Depressão é a principal causa de incapacidade em todo o mundo, uma vez que contribui substancialmente para a carga global de doenças.
18/12/2020 00h25

Julia Goetzke é uma mulher forte. Os 77 anos da vida foram de trabalho pesado nas lavouras do pequeno sítio que a família tem nos arredores de Canguçu (RS). O sorriso era frequente, dando graça aos olhos azuis e a pele clara que não negam a origem alemã. Mas ele foi sumindo do rosto desde que a camponesa perdeu o marido para um câncer de pulmão, dois anos atrás.

Obedecendo ao costume local, ela guardou luto religiosamente por um ano e se manteve reclusa. Evitava chorar na frente da família para não preocupar os filhos e as lágrimas, o nó na garganta continuavam. Passado o tempo regular do luto, as roupas pretas voltaram para o armário. Mas a alegria não voltou. Aliás, Julia só piorou.Flower_of_sadness.jpg

Em setembro, dona Julia deu entrada no pronto-socorro da cidadezinha “mais pra lá do que pra cá”, como explica a nora, Bete.

– Reviraram o sangue, fizeram exame de tudo. Ela simplesmente parou de comer, parece que não passava mais nada pela garganta. Descobrimos que ela estava era morrendo de tristeza – relembra.

Julia é uma entre 300 milhões de pessoas em todo o mundo que vivem a depressão diariamente, segundo estima a Organização Pan-americana de Saúde (Opas). A maioria são mulheres, como ela. Uma boa parte inserida na doença por fator externo difícil de assimilar.

Considerada um transtorno mental frequente, a depressão é agressiva: ela é um dos maiores motivos de suicídio – cerca de 10% dos deprimidos acabam tentando se matar – e é a principal causa de incapacidade em todo o mundo, uma vez que contribui substancialmente para a carga global de doenças.

De acordo com Bruno Jess, psiquiatra do Senado que participa do Sistema Integrado de Saúde (SIS), a depressão pode chegar em momentos de dificuldade como o luto, um divórcio, uma grande perda que pode ser material, financeira. Ela tem características semelhantes à tristeza que acomete todas as pessoas em determinados momentos da vida e por isso mesmo é difícil separar as duas condições.

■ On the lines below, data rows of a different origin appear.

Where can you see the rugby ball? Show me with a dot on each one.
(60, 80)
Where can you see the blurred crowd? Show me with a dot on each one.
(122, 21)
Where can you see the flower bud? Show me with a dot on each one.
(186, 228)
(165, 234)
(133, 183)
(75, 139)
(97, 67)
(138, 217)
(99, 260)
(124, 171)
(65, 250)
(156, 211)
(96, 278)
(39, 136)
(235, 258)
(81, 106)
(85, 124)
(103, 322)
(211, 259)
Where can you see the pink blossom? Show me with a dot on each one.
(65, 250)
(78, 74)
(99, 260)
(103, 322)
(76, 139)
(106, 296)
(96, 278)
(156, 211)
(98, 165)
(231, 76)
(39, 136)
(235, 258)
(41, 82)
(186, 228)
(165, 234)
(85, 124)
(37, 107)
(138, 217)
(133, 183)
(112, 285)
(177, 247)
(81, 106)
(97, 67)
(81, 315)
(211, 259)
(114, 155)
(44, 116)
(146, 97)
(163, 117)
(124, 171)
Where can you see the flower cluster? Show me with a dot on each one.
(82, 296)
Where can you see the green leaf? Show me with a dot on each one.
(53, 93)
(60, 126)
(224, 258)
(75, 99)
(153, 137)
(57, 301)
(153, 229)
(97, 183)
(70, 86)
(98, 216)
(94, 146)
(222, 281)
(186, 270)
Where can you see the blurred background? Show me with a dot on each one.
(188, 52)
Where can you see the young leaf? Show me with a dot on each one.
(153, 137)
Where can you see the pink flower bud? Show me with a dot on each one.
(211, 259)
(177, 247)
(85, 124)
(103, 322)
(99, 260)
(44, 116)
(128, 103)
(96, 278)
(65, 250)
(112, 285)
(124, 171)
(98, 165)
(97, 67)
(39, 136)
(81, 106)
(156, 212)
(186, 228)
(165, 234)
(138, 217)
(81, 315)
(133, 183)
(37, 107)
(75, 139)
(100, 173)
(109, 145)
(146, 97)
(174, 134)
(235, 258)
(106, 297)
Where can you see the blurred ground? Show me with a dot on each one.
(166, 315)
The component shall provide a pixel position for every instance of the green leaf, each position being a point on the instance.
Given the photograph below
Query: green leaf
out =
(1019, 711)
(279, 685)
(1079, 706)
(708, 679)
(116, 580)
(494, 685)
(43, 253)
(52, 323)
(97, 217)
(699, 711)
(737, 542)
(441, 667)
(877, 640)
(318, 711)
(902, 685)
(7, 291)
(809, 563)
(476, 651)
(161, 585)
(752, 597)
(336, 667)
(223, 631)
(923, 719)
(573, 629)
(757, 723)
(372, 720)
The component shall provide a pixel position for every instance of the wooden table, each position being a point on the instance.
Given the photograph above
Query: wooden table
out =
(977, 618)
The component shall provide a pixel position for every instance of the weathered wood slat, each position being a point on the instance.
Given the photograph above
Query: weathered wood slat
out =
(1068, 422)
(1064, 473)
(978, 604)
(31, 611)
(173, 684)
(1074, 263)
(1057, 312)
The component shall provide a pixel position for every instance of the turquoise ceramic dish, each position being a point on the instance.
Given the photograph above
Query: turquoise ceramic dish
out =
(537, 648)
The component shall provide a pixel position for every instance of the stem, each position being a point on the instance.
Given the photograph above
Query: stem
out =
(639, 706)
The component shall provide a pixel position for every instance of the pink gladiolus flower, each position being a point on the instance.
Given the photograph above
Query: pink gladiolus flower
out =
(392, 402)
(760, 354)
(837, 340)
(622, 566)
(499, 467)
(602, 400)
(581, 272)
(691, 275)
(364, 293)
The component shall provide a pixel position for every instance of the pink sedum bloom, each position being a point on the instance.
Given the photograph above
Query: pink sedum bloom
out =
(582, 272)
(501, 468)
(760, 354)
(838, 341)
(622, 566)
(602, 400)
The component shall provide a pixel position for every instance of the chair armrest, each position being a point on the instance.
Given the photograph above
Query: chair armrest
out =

– A diferença está na intensidade e a persistência. O que muda de uma tristeza ocasional para uma depressão é que esta não cede com o passar do tempo e começa a atrapalhar o funcionamento da pessoa no dia a dia.

Diagnóstico

Numa avaliação clínica com base no DSM-5, o manual de diagnóstico das doenças mentais adotado pela Associação Americana de Psiquiatria e pelos médicos brasileiros, pelo menos cinco de nove pontos precisam estar presentes para que o paciente seja laudado com depressão e que sejam persistentes por um prazo maior que duas semanas.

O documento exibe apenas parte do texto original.